Some examples of dark roasted coffees are French roast, Italian roast, Spanish roast, Vienna roast and espresso roast. Dark roasted coffees are suitable for brewing methods that use high pressure or longer contact time, such as espresso machines, moka pots and French presses. Dark roasted coffees are also popular for blending with milk or cream to create drinks like lattes, cappuccinos and mochas.
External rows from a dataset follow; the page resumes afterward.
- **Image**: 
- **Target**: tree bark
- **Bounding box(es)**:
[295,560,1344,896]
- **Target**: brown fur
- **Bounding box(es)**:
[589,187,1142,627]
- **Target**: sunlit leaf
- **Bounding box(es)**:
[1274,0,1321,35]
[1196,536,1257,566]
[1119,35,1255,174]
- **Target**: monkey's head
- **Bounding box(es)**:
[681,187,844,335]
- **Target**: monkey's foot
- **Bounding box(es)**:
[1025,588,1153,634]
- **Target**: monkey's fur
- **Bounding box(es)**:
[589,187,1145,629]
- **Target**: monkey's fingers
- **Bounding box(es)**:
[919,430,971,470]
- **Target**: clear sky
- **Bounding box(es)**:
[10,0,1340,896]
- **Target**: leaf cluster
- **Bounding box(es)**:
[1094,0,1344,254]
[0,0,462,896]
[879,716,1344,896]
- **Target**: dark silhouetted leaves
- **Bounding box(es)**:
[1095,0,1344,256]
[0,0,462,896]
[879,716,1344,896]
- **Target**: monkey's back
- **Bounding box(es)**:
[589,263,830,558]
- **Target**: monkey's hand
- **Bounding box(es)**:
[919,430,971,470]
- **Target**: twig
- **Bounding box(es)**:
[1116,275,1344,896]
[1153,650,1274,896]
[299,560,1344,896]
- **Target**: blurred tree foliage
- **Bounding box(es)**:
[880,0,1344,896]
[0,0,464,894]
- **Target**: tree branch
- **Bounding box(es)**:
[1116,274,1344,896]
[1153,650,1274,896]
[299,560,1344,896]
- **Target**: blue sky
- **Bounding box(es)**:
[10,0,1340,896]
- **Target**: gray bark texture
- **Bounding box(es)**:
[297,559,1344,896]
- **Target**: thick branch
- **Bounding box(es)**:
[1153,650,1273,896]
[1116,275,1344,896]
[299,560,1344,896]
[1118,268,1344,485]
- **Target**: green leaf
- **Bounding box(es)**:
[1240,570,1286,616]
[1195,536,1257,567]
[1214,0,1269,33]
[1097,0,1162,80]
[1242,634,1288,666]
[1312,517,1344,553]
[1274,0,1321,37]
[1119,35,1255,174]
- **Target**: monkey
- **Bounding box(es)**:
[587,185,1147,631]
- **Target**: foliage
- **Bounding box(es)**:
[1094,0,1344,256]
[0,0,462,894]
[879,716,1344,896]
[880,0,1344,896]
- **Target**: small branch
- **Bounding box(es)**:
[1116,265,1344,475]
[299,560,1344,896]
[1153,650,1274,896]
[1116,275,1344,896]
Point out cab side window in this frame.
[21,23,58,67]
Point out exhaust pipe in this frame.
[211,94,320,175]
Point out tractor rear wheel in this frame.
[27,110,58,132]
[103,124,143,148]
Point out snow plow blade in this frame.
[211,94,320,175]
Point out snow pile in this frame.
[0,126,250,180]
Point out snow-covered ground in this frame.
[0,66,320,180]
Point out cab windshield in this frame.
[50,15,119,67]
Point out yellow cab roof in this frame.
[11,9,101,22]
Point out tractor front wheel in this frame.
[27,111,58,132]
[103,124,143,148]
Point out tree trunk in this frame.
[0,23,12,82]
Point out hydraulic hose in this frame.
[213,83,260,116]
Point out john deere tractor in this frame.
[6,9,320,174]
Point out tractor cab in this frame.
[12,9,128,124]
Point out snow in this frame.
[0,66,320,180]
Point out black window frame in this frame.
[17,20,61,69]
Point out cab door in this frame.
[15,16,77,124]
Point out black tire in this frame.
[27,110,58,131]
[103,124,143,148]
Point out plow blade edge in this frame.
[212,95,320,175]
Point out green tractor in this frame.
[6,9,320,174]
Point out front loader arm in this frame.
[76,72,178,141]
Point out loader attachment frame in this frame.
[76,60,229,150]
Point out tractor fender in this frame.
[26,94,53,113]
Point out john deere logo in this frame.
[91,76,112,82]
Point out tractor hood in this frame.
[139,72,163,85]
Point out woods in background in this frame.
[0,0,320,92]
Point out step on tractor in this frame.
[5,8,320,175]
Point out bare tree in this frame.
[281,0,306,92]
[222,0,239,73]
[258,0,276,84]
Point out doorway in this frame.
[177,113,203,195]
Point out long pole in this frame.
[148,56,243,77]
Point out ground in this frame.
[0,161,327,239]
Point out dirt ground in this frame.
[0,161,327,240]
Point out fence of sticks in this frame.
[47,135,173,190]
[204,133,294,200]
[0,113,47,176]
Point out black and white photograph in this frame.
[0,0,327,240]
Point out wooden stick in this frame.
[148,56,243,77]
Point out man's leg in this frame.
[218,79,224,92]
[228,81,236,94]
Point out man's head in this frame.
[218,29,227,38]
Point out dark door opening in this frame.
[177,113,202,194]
Coffee roasting is an art and a science that requires skill, knowledge and experience. Roasters can use different techniques or strategies to optimize the quality and consistency of their roasted coffee, such as preheating, preblending, precooling, postblending, quenching, resting and packaging. Roasters can also experiment with different parameters or factors to modify or enhance the flavor or aroma of their roasted coffee, such as charge temperature, charge weight, drop temperature, drop time, roast time ratio (RTR), rate of rise (RoR), development time ratio (DTR), airflow rate (AFR), drum speed (DS), bean agitation (BA), bean density (BD), bean moisture (BM), bean origin (BO) and bean variety (BV).
This guide is intended to provide a general overview of coffee roasting techniques based on some common sources. However, it is not exhaustive or definitive. Roasters should always consult more specific or updated sources for more detailed or accurate information. Roasters should also always use their own judgment and preference when roasting coffee.